The Office of Consumer Advocate had appealed the PUC's decision on the grounds that sole reliance on the spot market did not constitute a "prudent mix" of spot market purchases, short-term contracts, and long-term contracts as required by the Act 129 statute (see prior story).

"This Court owes deference to the PUC's interpretation of the statutes with whose enforcement it is charged," the Court said. "Where this Court determines that a given issue 'has not been addressed by the legislature, we are not to impose our own construction on the statute as would be necessary in the absence of an administrative interpretation, but review the agency's construction of the statute to determine whether that construction is permissible.'"

The Court found that this precedent is particularly applicable with the default service standards because, "the statutory scheme is technically complex."

While the OCA argued that the term "prudent mix" is unambiguous, and requires a "mix" of products (meaning more than one), the Court found that the case revealed a "latent ambiguity" in the statute, in that the legislature did not define what constituted a "prudent" mix, nor did it explicitly define how many of the different product types (spot market purchases, short-term contracts, and long-term contracts) must be included in the "prudent mix" to meet the statutory standard.

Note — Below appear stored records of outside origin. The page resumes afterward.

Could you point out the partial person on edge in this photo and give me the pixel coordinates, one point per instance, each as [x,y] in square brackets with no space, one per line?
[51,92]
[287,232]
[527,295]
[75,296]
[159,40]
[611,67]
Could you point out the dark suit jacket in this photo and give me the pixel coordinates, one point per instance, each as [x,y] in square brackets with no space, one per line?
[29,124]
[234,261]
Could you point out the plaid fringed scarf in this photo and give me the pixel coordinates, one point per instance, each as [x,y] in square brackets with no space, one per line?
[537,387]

The Court found that OCA's argument that the term "prudent mix" is unambiguous is undermined by OCA's own concession that long-term contracts are not appropriate for Pike County default service under current circumstances.

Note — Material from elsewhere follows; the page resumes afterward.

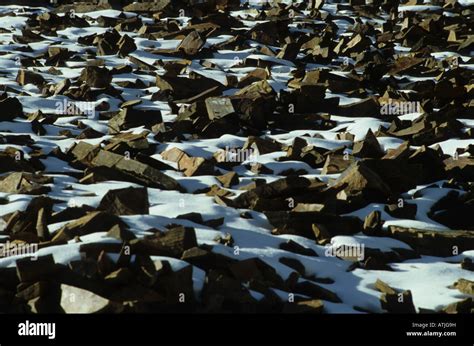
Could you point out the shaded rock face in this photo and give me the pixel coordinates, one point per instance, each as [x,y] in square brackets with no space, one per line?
[276,157]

"[T]he Consumer Advocate does not explain why the term 'mix' requires a combination of two of the three enumerated sources, but not all three," the Court said.

"The Consumer Advocate argues that the word 'mix' must not be read out of the term 'prudent mix'; however, the word 'prudent' must not be disregarded either," the Court said. "The PUC's application of Section 2807(e)(3.2) does not reflect that it has read the word 'mix' out of the term 'prudent mix.' Rather, the PUC properly considered the possibility of including short-term contracts and determined that to do so would not be prudent. We believe the PUC is correct that, in interpreting the term 'prudent mix,' the PUC must exercise some balance and discretion under the circumstances of the case in order for the 'mix' in question to be 'prudent.' The Consumer Advocate tacitly adopted this approach itself when it did not urge that long-term contracts be included in Pike's Plan. For these reasons, we must offer deference to the PUC's interpretation," the Court said.

While affirming the PUC's order, the Court's decision is notable in that it does not reject the consideration of price stability as a factor to consider when evaluating a prudent mix. Price stability is listed as a goal of default service in the preamble to Act 129, and OCA said that spot-based default service is contrary to this policy. Retail suppliers had argued that language in a statute's preamble cannot be elevated above the text of the actual statute.

Rather than dismissing price stability as an appropriate consideration in default service plans, the Court only noted that the PUC, while not discounting the importance of price stability, "concluded that the additional benefits of a financial hedge would not be justified by the additional costs," given the circumstances at Pike County.

"Such a determination is within the PUC's discretion and ... is supported by substantial evidence," the Court said.